Com o apoio de um banco de investimento, António Esteves ofereceu 15 mil milhões de euros pela compra dos ativos problemáticos da banca.

 

Os bancos portugueses podem ganhar uma folga de 2,7 mil milhões de euros caso a proposta de António Esteves, ex-partner do Goldman Sachs, para limpar o malparado da banca seja aceite pelo Banco de Portugal.

Segundo as contas do Jornal de Negócios, publicadas na edição desta quarta-feira, a venda dos 15 mil milhões de euros em ativos problemáticos reduz os ativos ponderados pelo risco em 22,5 mil milhões de euros.

Face aos rácios de capital exigidos, entre os 10% e 12%, a que os bancos estão sujeitos, sobram entre 2 250 e 2 700 milhões de euros que os bancos poderão libertar.

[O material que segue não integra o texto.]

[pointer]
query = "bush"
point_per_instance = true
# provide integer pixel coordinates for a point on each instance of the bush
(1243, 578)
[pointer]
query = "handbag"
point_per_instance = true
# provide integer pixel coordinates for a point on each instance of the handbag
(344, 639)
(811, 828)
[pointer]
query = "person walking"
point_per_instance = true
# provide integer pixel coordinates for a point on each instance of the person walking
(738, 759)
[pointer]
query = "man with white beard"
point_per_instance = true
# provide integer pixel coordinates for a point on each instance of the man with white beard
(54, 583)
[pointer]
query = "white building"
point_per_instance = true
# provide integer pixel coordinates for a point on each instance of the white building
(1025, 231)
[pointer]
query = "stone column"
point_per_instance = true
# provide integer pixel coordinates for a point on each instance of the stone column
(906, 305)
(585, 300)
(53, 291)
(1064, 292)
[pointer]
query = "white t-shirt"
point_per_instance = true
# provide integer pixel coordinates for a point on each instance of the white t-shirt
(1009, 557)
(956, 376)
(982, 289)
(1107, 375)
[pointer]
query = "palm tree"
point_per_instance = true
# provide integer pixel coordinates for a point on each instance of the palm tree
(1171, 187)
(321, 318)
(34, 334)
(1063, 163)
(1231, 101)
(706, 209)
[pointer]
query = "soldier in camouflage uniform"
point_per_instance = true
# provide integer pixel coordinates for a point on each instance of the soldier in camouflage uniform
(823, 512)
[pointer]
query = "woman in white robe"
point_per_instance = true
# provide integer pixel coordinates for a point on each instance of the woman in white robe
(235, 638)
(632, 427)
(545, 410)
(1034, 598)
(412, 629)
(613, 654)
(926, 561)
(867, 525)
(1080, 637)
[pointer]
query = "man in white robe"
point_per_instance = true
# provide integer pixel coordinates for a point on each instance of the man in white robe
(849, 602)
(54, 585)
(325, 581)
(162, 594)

O Negócios acrescenta que a proposta de António Esteves pode ficar pelo caminho se os juros da dívida portuguesa a dez anos chegarem aos 5%, devido ao aumento do risco.

O português apresentou há cerca de dois meses uma solução ao Banco de Portugal para resolver o problema do crédito malparado. Com o apoio de um banco de investimento, António Esteves ofereceu 15 mil milhões de euros pela compra dos ativos problemáticos da banca.

Segundo o Público, o Novo Banco tem 4250 milhões em crédito malparado, o BCP 3250 milhões e o Montepio 2000 milhões de euros. A CGD terá cerca de 4000 milhões de euros.

Ontem, em entrevista ao Público, António Esteves garantiu que a proposta que fez chegar ao banco de Portugal deverá estar resolvida até ao final de fevereiro.